La petite fille du phare, Christophe Ferré

 

Quatrième de couverture :

Le temps d’une soirée dans un pub tout proche de leur villa située sur la côte de granit rose de Ploumanac’h, Morgane et Elouan ont laissé la garde de leur fille de 10 jours, Gaela, à son frère adolescent, Arthur.
Mais au retour, un berceau vide les attend.
Aucune trace d’effraction, pas de demande de rançon. À la douleur de la disparition, s’ajoute la violence du soupçon de la gendarmerie. Morgane est une mère déjà éprouvée par la perte d’un enfant, Elouan, un père souvent absent…
Les pistes se multiplient mais l’enquête n’avance pas.
Pourtant, près d’un mois plus tard, le miracle : Gaela est rendue à ses parents. Le soulagement l’emporte sur l’incompréhension.
Sauf pour Arthur, convaincu que ce bébé n’est pas sa sœur…

J’aurais pu refermer ce roman dès les premiers chapitres : une écriture un peu faible, des personnages détestables mais surtout des dialogues vraiment peu crédibles. Morgane et Elouan, le couple de notre roman se retrouvent un soir dans un bar de leur village pour boire un verre et on assiste à un échange ennuyeux, et surtout loin de ce qu’un couple « normal » devrait avoir. En rentrant chez eux, leur bébé a disparu. On se demande surtout comment une mère peut laisser un nourrisson de quelques jours sous la surveillance d’un ado de 13 ans qui en plus s’apprêtait à se coucher.

Aucune trace d’infraction, aucune piste, aucun témoin.
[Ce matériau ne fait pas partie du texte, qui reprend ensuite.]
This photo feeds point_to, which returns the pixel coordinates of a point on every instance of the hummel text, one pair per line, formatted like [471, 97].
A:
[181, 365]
Le bébé est introuvable, les heures passent, et tout portent à croire que l’issue sera fatale. Morgane semble une suspecte idéale. Même si l’on assiste à l’enquête qu’elle mène pour découvrir ce qui a pu arriver à Gaela, on ne peut que douter. Elle semble quand même un peu perturbée notre jeune maman. Puis coup de théâtre, le bébé est retrouvé sur une plage et déposé chez ses parents par une inconnue qui disparaît aussi vite. Mais voilà qu’Arthur, le frère du bébé affirme qu’il ne s’agit pas de sa sœur.

Par des chapitres courts, d’incessantes révélations et rebondissements, l’auteur a su m’embarquer dans son récit, me faisant oublier les petits défauts qui m’ont sauté aux yeux au début de ma lecture. J’ai tourné les pages, essayant de connaitre l’identité du coupable. Car même si tout désigne la mère, cela semble trop simple. Et ce final m’a bien surprise, en même temps, rien ne pouvait nous faire comprendre l’effroyable vérité. J’ai beaucoup aimé les descriptions géographiques des lieux où se situe l’intrigue. cette côte de granit rose, ces villages côtiers et la manche. La mer est ainsi un « personnage » essentiel au roman, témoin du pire, témoin silencieux mais capital.

 Ma notation :

La qualité de l’intrigue surpasse les défauts d’écriture et cette lecture a été réellement addictive.